How we think.
AI does not teach. Judgment does.
Education is an act of dialogue — not transmission.
From Socrates to Comenius, from Comenius to Freire, the deepest education has never been depository. It is a conversation between someone who asks and someone who dares to think aloud. The arrival of artificial intelligence does not exempt us from that demand; it radicalizes it.
AI is not a neutral tool.
It is a new interlocutor — opaque, prone to error, trained on biases it did not choose. To pretend it is just "an assistant" hides its dialogical nature. When a teacher asks AI for help, they are not consulting an encyclopedia: they are conversing with an agent that has its own ways of answering.
The quality of learning depends on the quality of the dialogue.

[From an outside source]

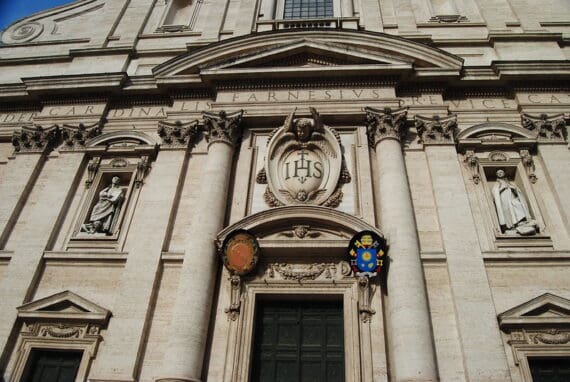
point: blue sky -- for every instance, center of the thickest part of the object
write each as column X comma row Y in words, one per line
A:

We have shown this empirically in our first paper: when the teacher poses instrumental questions, they receive instrumental answers. When they co-design, the AI co-designs with them. The mirror always returns what is asked of it — the question is what we ask.
The teacher will not be replaced. They will be augmented — or diminished.
The false debate is whether AI will replace teachers. The real debate is whether we will use it to free pedagogical time — or to automate teaching into content management. The decision lies in every interaction, in every prompt.
We publish in the open, in Spanish, from Mexico.
Most research on AI and education is produced in English and designed for Anglophone contexts. But the Mexican classroom, with the New Mexican School and its multicultural reality, poses its own questions. Our contribution is from here, for here, with the perspective of elsewhere.
Empirical, not prophetic.
The field of AI + education is full of manifestos without data and predictions without method. We analyze real conversations, validate frameworks with expert panels, and publish the code. Where others speculate, we count.